Independentemente dos componentes políticos (estava-se em plena vigência do AI-5), a segunda metade dos anos 60 foi caracterizada por intensas transformações no modelo econômico, como ocorre hoje, trazendo insegurança latente à toda opinião pública. Ninguém sabia qual seria seu papel no novo modelo.
Essa insegurança acentuava os movimentos de manada, a união contra qualquer inimigo externo ao grupo. A direita e a esquerda da época eram irmãs no mesmo autoritarismo e intolerância, como são hoje esses movimentos estúpidos de unanimidade permanentemente perseguidos pela mídia.
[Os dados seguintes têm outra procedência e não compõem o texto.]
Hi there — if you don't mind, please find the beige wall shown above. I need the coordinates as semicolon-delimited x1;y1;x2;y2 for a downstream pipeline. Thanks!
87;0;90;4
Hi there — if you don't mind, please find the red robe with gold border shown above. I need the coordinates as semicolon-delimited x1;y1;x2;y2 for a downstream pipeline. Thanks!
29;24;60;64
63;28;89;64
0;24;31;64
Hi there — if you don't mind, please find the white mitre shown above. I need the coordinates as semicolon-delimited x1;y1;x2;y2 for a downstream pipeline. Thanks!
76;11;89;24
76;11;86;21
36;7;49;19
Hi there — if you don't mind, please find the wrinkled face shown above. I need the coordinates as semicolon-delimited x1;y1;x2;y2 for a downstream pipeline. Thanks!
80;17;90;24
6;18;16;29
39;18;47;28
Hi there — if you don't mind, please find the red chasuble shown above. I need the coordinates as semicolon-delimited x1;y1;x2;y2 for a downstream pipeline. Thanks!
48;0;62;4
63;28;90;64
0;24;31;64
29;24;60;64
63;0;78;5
Lembro-me de um festival universitário da Tupi do qual participei, embora ainda estivesse no secundário.
Fernando Faro, o produtor, resolveu fazer um festival de vanguarda. Músicas tradicionais não teriam a menor chance. Inscrevi duas músicas sérias e uma galhofeira. Passou a galhofeira. No dia, decidimos entrar de mendigos no palco, porque sóbrios jamais ganharíamos aplausos -nem chance teríamos das vaias.
Entramos, a vaia foi ensurdecedora. Flávio Cavalcanti, o apresentador, pegou o microfone, falou algo como "não concordo com nada do que fazem, mas defenderei até a morte o direito que têm de fazê-lo". E aquela moçada universitária, politizada, que completava as fantasias políticas dos jovens secundaristas do interior, se curvou, se calou e não reagiu.
Caetano, Gil e Gal explodiram definitivamente com esse tribunal inquisidor que sufocava a MPB. Flávio Cavalcanti tornou-se parte do chamado "lixo da TV". E Sérgio Bittencourt acabou enterrado na sombra de seus dois pais: o verdadeiro e o artístico.
Hoje em dia, não existe roda de serestas -em qualquer cidade do país- que não toque composições suas. Especialmente sua derradeira despedida do pai, o reencontro que jamais ocorreu "Naquela Mesa" ("Naquela mesa está faltando ele/ E a saudade dele/ Está doendo em mim") -composto pouco antes da morte de Sérgio.
Mas a maldição freudiana continua. Na excelente "Enciclopédia da Música Brasileira" é possível encontrar Bernardino Leite, Lana, Lurdinha, Luís, Moacir e René Bittencourt.
A única menção a Sérgio é no verbete de Jacob do Bandolim, onde é rapidamente mencionado como "filho compositor".